YESUS MEMANGGUL SALIBNYA -01Jadi, karena kita sekarang mempunyai Imam Besar Agung, yang telah melintasi semua langit, yaitu Yesus, Anak Allah, baiklah kita berpegang teguh pada pengakuan iman kita. Sebab Imam Besar yang kita punya, bukanlah imam besar yang tidak dapat turut merasakan kelemahan-kelemahan kita. Sebaliknya sama seperti kita, Ia telah dicobai, hanya saja Ia tidak berbuat dosa. Sebab itu, marilah kita dengan penuh keberanian menghampiri takhta anugerah, supaya kita menerima rahmat dan menemukan anugerah untuk mendapat pertolongan pada waktunya.

Dalam hidup-Nya sebagai manusia, Ia mempersembahkan doa dan permohonan dengan ratap tangis dan air mata kepada Dia, yang sanggup menyelamatkan-Nya dari maut, dan karena kesalehan-Nya Ia telah didengarkan. Sekalipun Ia adalah Anak, Ia telah belajar taat dari apa yang telah diderita-Nya dan sesudah Ia disempurnakan, Ia menjadi sumber keselamatan yang abadi bagi semua orang yang taat kepada-Nya. (Ibr 4:14-16; 5:7-9)

Bacaan Pertama: Yes 52:13-53:12; Mazmur Tanggapan: Mzm 31:2.6.12-13.15-17.25; Bacaan Injil: Yoh 18:1-19:42; versi singkat: Yoh 19:25-30) 

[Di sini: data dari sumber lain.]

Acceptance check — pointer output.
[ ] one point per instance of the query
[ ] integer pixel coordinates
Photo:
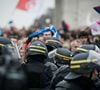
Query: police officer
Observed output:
(83, 71)
(11, 74)
(38, 73)
(62, 60)
(86, 48)
(53, 43)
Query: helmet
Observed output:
(53, 43)
(62, 56)
(37, 48)
(5, 41)
(83, 63)
(86, 47)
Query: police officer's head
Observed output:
(37, 49)
(62, 56)
(53, 43)
(84, 64)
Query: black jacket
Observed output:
(81, 83)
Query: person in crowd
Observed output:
(83, 72)
(83, 36)
(62, 59)
(38, 72)
(74, 44)
(12, 76)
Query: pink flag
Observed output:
(26, 4)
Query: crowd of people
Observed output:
(44, 58)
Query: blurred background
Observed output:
(24, 13)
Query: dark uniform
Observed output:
(12, 76)
(62, 60)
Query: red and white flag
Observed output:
(26, 4)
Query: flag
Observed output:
(97, 9)
(25, 4)
(95, 28)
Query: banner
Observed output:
(95, 28)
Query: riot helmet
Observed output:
(62, 56)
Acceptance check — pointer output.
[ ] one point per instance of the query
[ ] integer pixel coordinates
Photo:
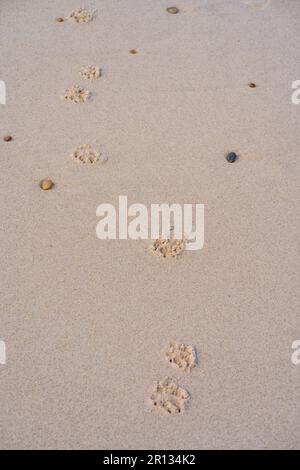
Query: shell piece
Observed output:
(181, 356)
(90, 72)
(81, 15)
(86, 155)
(76, 94)
(46, 184)
(172, 10)
(168, 247)
(168, 397)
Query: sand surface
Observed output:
(86, 322)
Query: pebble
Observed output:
(172, 10)
(46, 184)
(231, 157)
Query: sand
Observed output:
(86, 323)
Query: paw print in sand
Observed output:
(181, 356)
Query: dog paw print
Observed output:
(181, 356)
(168, 397)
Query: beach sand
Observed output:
(86, 323)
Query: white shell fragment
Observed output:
(81, 15)
(85, 154)
(76, 94)
(168, 397)
(181, 356)
(90, 72)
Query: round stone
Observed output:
(231, 157)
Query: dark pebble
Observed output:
(231, 157)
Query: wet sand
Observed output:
(86, 323)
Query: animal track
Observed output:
(181, 356)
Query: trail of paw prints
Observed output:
(166, 395)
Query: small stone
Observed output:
(231, 157)
(46, 184)
(172, 10)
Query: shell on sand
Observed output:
(181, 356)
(168, 247)
(85, 154)
(76, 94)
(81, 15)
(168, 397)
(46, 184)
(90, 72)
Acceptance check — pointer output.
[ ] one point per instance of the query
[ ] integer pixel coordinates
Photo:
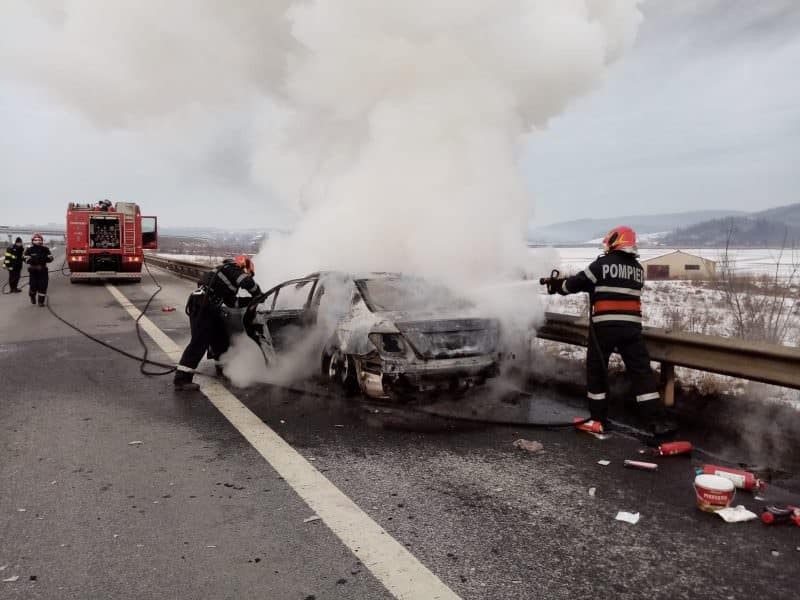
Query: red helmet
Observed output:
(621, 238)
(245, 263)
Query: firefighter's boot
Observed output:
(183, 382)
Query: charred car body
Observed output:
(384, 335)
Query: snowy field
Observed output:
(693, 306)
(754, 261)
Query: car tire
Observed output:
(341, 371)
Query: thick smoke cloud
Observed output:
(394, 129)
(405, 122)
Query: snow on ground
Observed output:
(694, 306)
(757, 261)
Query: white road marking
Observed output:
(395, 567)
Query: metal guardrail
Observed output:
(756, 361)
(182, 268)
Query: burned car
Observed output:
(381, 334)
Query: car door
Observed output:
(290, 314)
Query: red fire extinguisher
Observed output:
(673, 448)
(744, 480)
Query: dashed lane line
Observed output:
(393, 565)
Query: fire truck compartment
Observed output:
(104, 232)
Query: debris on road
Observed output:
(736, 514)
(670, 449)
(781, 514)
(743, 480)
(531, 446)
(641, 465)
(627, 517)
(713, 493)
(589, 426)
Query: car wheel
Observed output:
(341, 371)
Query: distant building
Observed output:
(679, 265)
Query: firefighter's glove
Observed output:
(554, 285)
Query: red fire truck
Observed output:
(106, 242)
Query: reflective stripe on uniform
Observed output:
(614, 305)
(615, 290)
(222, 277)
(627, 318)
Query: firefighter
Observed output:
(37, 255)
(13, 264)
(614, 283)
(204, 308)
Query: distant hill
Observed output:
(772, 227)
(582, 230)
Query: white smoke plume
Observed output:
(401, 126)
(393, 128)
(406, 121)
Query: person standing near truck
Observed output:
(37, 255)
(12, 262)
(614, 283)
(204, 308)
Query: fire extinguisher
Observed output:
(744, 480)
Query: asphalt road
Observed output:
(195, 511)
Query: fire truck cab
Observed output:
(106, 241)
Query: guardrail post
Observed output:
(668, 381)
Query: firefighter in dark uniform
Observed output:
(204, 308)
(13, 264)
(37, 255)
(614, 282)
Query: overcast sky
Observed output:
(703, 112)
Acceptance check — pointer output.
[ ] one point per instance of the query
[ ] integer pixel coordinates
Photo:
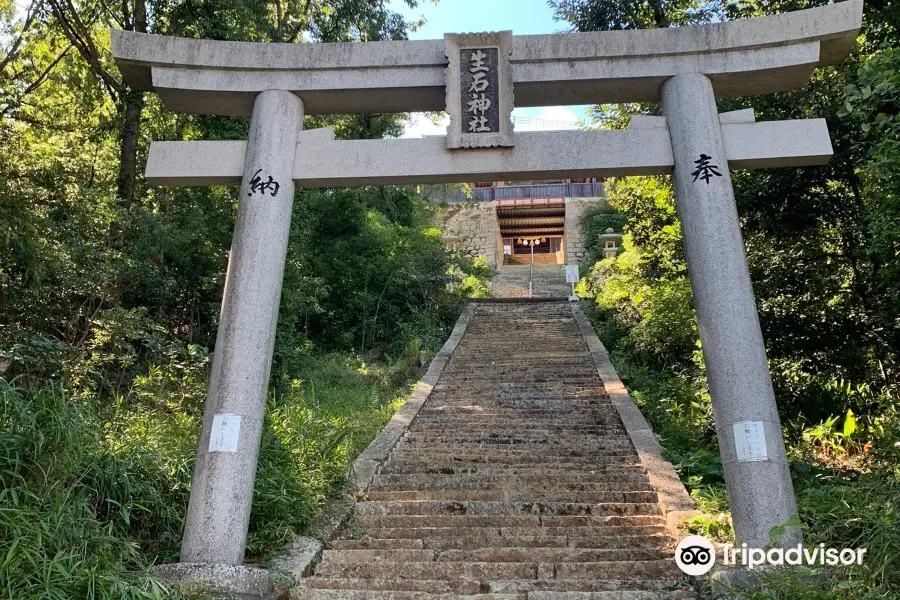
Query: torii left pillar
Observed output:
(222, 489)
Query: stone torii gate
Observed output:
(474, 77)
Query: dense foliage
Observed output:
(823, 245)
(110, 295)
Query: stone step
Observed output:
(342, 594)
(428, 570)
(587, 444)
(489, 539)
(536, 455)
(515, 481)
(547, 466)
(438, 507)
(399, 521)
(558, 472)
(624, 480)
(512, 438)
(431, 586)
(662, 587)
(498, 570)
(503, 555)
(629, 497)
(435, 536)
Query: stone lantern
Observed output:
(610, 242)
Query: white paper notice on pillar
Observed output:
(226, 431)
(750, 441)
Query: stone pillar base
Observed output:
(232, 581)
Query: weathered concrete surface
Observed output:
(367, 464)
(473, 228)
(296, 562)
(233, 580)
(517, 478)
(743, 58)
(760, 492)
(644, 151)
(222, 486)
(674, 499)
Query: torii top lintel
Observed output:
(742, 58)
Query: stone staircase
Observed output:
(516, 480)
(548, 281)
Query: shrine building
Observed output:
(509, 221)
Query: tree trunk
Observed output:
(131, 123)
(131, 131)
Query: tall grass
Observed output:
(92, 494)
(845, 500)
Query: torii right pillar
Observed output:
(760, 492)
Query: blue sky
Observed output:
(523, 17)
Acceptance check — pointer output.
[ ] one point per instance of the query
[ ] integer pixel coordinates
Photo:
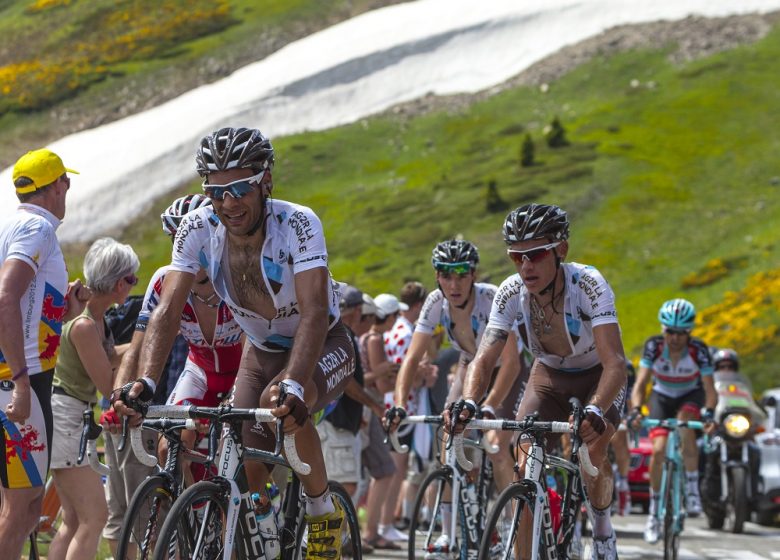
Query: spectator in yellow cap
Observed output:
(35, 298)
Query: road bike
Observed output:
(216, 518)
(526, 502)
(671, 508)
(468, 494)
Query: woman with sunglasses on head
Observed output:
(85, 365)
(681, 370)
(567, 319)
(461, 305)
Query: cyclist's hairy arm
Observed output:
(164, 323)
(609, 347)
(640, 387)
(311, 289)
(478, 374)
(417, 349)
(507, 373)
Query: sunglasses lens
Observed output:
(534, 255)
(236, 190)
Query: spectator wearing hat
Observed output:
(36, 299)
(339, 431)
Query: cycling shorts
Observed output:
(260, 370)
(549, 390)
(199, 387)
(663, 406)
(27, 449)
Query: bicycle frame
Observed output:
(230, 472)
(462, 505)
(672, 478)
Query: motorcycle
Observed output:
(732, 460)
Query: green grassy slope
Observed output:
(659, 179)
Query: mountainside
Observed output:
(670, 178)
(670, 173)
(105, 59)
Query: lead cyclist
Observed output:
(566, 317)
(267, 260)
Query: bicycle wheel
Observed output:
(145, 515)
(502, 538)
(426, 525)
(671, 535)
(195, 526)
(351, 545)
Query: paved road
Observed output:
(698, 542)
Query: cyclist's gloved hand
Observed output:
(393, 417)
(290, 404)
(132, 399)
(458, 414)
(634, 418)
(593, 425)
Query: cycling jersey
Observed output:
(29, 236)
(223, 354)
(588, 302)
(436, 310)
(294, 242)
(676, 380)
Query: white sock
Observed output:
(692, 479)
(654, 499)
(446, 518)
(319, 505)
(602, 522)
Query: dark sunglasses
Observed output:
(669, 330)
(532, 255)
(446, 270)
(236, 189)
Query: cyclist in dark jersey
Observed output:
(566, 317)
(680, 368)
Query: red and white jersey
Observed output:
(223, 354)
(398, 339)
(29, 235)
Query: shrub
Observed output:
(527, 152)
(556, 135)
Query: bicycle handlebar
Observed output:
(88, 444)
(522, 426)
(392, 435)
(226, 414)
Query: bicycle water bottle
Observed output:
(266, 523)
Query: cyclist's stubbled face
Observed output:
(676, 342)
(539, 271)
(456, 287)
(239, 215)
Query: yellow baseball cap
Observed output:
(42, 167)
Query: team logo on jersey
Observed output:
(23, 443)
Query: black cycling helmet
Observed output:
(455, 251)
(234, 148)
(536, 221)
(726, 355)
(172, 216)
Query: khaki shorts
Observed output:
(67, 431)
(341, 450)
(127, 474)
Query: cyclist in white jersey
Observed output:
(566, 317)
(462, 307)
(681, 370)
(36, 299)
(267, 260)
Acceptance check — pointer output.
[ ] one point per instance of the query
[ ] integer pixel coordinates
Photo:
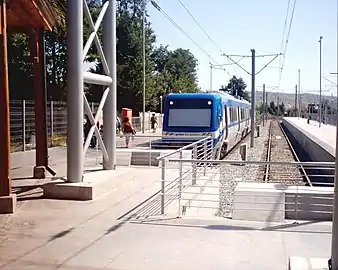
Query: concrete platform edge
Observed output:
(299, 263)
(8, 204)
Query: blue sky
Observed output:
(239, 25)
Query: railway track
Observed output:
(279, 149)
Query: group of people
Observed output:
(127, 129)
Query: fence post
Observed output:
(149, 151)
(205, 156)
(296, 208)
(180, 184)
(194, 165)
(52, 120)
(93, 107)
(23, 118)
(162, 186)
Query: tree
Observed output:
(236, 87)
(165, 69)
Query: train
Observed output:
(217, 114)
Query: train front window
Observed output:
(189, 118)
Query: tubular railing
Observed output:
(145, 149)
(175, 178)
(237, 189)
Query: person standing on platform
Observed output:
(153, 121)
(128, 130)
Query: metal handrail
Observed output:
(182, 148)
(237, 162)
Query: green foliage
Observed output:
(165, 70)
(236, 87)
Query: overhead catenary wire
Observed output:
(181, 30)
(284, 29)
(287, 41)
(202, 29)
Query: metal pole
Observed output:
(109, 110)
(144, 70)
(299, 97)
(210, 76)
(5, 178)
(320, 80)
(296, 107)
(23, 125)
(252, 137)
(75, 98)
(263, 104)
(334, 242)
(52, 119)
(266, 106)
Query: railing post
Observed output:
(194, 165)
(162, 186)
(149, 161)
(205, 156)
(180, 184)
(51, 119)
(296, 208)
(23, 117)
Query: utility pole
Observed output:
(263, 104)
(253, 76)
(320, 80)
(253, 112)
(333, 262)
(299, 96)
(296, 98)
(144, 69)
(266, 106)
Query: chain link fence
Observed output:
(22, 123)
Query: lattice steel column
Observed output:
(75, 92)
(5, 180)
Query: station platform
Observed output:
(318, 142)
(123, 231)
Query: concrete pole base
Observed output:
(39, 172)
(8, 204)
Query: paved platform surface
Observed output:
(325, 135)
(123, 230)
(22, 163)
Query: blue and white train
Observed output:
(213, 113)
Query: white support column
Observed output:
(75, 98)
(109, 110)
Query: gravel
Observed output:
(230, 175)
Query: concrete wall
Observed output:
(272, 202)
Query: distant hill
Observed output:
(289, 99)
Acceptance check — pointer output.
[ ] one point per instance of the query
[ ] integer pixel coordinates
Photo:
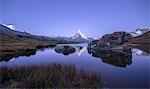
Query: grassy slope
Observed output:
(50, 76)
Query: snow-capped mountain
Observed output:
(79, 34)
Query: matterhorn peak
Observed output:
(79, 34)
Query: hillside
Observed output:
(142, 39)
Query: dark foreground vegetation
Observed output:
(50, 76)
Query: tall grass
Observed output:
(50, 76)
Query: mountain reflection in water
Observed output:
(120, 58)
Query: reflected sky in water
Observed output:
(132, 75)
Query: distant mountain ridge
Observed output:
(79, 37)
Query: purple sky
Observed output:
(64, 17)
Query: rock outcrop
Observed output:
(119, 58)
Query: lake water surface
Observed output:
(117, 71)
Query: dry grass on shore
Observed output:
(50, 76)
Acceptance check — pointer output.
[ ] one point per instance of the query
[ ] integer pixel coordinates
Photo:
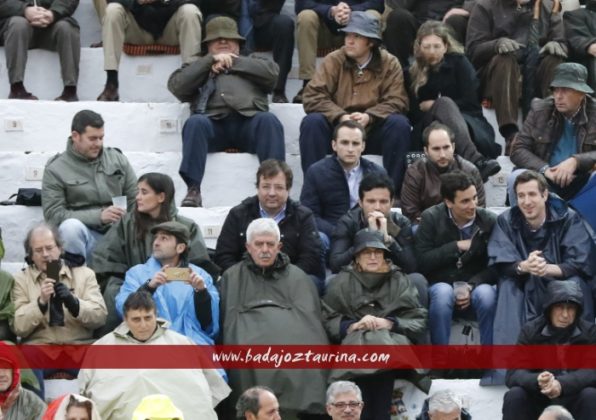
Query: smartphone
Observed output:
(53, 269)
(177, 273)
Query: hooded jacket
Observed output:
(540, 331)
(176, 301)
(274, 305)
(74, 186)
(117, 392)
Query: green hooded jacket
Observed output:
(74, 186)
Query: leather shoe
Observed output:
(193, 198)
(279, 98)
(68, 95)
(298, 98)
(21, 94)
(109, 94)
(487, 167)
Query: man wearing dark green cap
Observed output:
(184, 294)
(229, 105)
(557, 138)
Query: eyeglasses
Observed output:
(352, 404)
(372, 252)
(48, 249)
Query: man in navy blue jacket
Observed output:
(330, 186)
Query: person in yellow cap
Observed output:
(157, 407)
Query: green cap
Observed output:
(222, 27)
(573, 76)
(174, 228)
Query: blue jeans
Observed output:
(442, 302)
(78, 239)
(261, 134)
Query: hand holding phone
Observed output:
(177, 273)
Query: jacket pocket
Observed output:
(80, 193)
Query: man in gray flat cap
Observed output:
(362, 83)
(557, 138)
(184, 293)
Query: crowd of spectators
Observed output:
(140, 273)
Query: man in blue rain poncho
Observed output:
(184, 294)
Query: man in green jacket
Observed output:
(79, 184)
(46, 24)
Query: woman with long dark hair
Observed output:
(444, 87)
(129, 242)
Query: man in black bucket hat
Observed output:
(557, 137)
(229, 105)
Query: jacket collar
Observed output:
(375, 64)
(76, 155)
(273, 272)
(579, 119)
(254, 203)
(65, 271)
(122, 331)
(556, 211)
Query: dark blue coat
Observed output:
(325, 191)
(569, 244)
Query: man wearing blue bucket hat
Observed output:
(362, 83)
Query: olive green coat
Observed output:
(75, 187)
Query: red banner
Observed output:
(301, 357)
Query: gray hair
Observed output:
(444, 402)
(342, 387)
(261, 226)
(249, 401)
(559, 411)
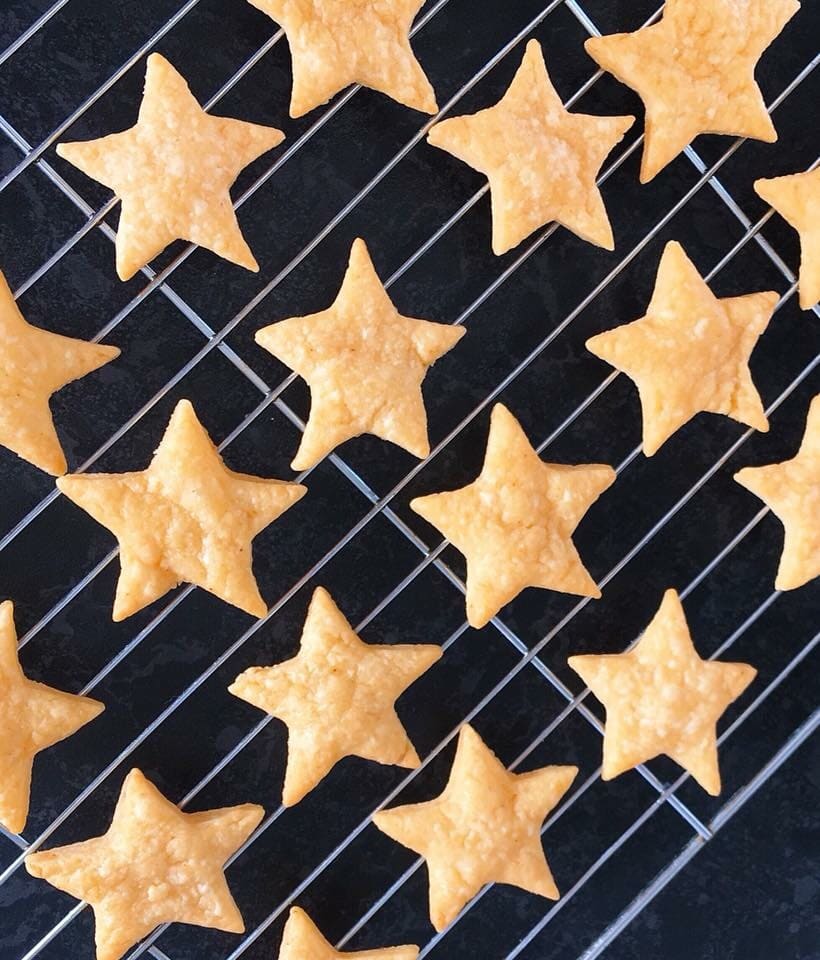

Pada hari ini kita memperingati tindakan-kasih yang paling agung dalam sejarah, yaitu kematian Yesus Kristus di kayu salib. Baiklah bagi anda dan saya untuk mengambil waktu ekstra hari ini guna melakukan meditasi di depan Salib Kristus. Pandanglah Yesus dalam segala kedinaan-Nya – babak belur berdarah-darah karena disiksa. Lihatlah Dia, yang menderita, ditolak dan sendiri tanpa kawan. Dengarlah seruan doa-Nya yang terakhir “Allah-Ku, Allah-Ku, mengapa Engkau meninggalkan Aku?” (Mat 27:46; Mrk 15:34; bdk. Mzm 22:2). Rasakanlah cintakasih-Nya kepada kita semua, bahkan pada saat Ia sekarat tergantung di kayu salib untuk menebus dosa-dosa kita: “Ya Bapa, ampunilah mereka, sebab mereka tidak tahu apa yang mereka perbuat” (Luk 23:34).

Marilah kita memandang Dia yang telanjang di kayu salib dengan tangan dan kaki terpaku, dan lambung-Nya ditikam dengan tombak, sehingga mengalir keluar darah dan air, semua ini untuk menebus ketidak-taatan kita kepada kehendak Allah – dosa-dosa kita yang merusak relasi kita dengan sang Pencipta.

Marilah kita bersembah sujud dengan penuh hormat selagi kita mengkontemplasikan makna lengkap hari yang suci ini, suatu hari di mana Putera Allah merendahkan diri-Nya sedemikian rupa sehingga menjadi begitu miskin dan hina-dina, agar kita semua dapat menjadi kaya secara luarbiasa. Santo Paulus menulis: “Yesus Kristus … sekalipun Ia kaya, oleh karena kamu Ia menjadi miskin, supaya kamu menjadi kaya oleh karena kemiskinan-Nya” (2Kor 8:9). Terpujilah Dia yang sekarang mengisyaratkan kita untuk “menghampiri takhta anugerah, supaya kita menerima rahmat dan menemukan anugerah untuk mendapat pertolongan pada waktunya (Ibr 4:16).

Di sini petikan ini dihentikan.